People across the country have been drawn in to the story of the life of Chris Kyle, a United States Navy Seal veteran and sniper who served four tours in Iraq. The numbers vary, but he was credited as the top sniper during his service, a claim which the Pentagon and the U.S. Special Operations Commands have not challenged.
Kyle was awarded with one Silver Star Medal, four Bronze Star Medals, a Navy and Marine Corps Achievement Medal, and many other unit and personal awards and was honorably discharged in 2009. Three years later he wrote his best-selling novel American Sniper, which detailed his life story and was turned into the 2014 film of the same title, which left a huge impact on audiences.
But Kyle never got the chance to see the finished film.
On February 2, 2013, Kyle and his friend, Chad Littlefield, went out to a shooting range with Marine Corp Veteran Eddie Ray Routh, reportedly with the intent to help Routh with his post-traumatic stress disorder. But in a tragic turn of events, Routh shot and killed both Kyle and Littlefield. He was tried and found guilty of killing both men and was sentenced to life in prison without parole.
Following Kyle's death, his hometown of Odessa, Texas, decided to honor him in a big way. They revealed plans to create a memorial plaza and statue, which took a year to complete and was unveiled on Thursday (July 28).

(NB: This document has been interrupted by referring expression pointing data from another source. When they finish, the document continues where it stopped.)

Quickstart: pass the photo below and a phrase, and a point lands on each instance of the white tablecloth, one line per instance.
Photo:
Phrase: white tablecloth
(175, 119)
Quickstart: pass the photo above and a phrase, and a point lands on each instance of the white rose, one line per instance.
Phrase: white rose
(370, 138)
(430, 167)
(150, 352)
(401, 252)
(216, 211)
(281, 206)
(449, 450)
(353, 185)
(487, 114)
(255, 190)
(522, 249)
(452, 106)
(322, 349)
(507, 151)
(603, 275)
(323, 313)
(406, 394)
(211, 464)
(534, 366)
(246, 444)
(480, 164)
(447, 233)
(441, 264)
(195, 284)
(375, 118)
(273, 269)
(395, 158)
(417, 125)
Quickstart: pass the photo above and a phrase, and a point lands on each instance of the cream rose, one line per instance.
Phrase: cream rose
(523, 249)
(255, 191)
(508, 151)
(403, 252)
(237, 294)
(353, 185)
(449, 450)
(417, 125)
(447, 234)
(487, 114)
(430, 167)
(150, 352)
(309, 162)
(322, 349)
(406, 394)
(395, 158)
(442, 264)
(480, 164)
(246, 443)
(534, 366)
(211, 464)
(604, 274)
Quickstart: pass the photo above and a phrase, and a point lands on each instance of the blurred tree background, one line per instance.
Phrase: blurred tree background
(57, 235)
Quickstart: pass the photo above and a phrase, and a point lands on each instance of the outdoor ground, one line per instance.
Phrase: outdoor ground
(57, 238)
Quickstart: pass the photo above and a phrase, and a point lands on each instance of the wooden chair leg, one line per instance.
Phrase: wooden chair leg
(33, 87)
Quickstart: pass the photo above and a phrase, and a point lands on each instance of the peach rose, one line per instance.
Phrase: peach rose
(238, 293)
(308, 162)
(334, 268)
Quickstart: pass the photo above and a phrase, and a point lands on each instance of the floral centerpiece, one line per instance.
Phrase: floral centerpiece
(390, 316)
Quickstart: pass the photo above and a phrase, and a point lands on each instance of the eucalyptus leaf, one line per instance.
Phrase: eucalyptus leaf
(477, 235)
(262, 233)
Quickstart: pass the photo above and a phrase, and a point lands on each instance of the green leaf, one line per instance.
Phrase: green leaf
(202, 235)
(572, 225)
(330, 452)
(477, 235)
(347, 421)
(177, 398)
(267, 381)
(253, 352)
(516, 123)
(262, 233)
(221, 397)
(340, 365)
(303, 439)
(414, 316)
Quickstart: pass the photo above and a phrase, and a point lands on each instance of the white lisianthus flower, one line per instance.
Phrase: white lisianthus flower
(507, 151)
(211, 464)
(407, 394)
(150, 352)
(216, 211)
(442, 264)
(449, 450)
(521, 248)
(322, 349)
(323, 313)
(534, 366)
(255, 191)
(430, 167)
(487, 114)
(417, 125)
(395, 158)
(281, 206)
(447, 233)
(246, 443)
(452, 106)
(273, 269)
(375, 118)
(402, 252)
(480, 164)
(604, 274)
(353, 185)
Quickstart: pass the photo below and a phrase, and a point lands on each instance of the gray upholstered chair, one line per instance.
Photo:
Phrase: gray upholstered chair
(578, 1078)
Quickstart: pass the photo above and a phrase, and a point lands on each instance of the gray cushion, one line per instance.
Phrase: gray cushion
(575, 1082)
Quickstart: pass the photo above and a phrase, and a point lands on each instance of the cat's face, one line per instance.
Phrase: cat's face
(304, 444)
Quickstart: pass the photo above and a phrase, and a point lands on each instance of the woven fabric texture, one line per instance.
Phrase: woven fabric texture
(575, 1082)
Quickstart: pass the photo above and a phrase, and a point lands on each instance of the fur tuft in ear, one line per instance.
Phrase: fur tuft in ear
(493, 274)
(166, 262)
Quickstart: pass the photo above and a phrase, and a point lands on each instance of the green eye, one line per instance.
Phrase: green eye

The Odessa Chamber of Commerce states that the 2,800-square-foot plaza is made of granite and Texas limestone, and is located next to the Veteran's Clinic at the Medical Center Hospital in the city. A large statue of Kyle, designed by Vic Payne, shows him holding a sniper in one hand and an American flag in the other, and serves as the centerpiece of three linked plazas.
Texas and American flags surround the plazas, with two of the three featuring "unmentioned team members and all of those other unnamed SEALS that gave their lives for our country." Kelly D. Cook, who is part of the team that helped design the plaza, wrote that it's meant to represent so much more than Kyle:
"It is not meant to be a tourist destination. The memorial is for those who are serving, those who have served, those who never came home, their friends, and their families. We think Chris would have liked that."
Kyle's wife, Taya, was present for the unveiling, and was also consulted by Payne about the statue designed in her husband's likeness.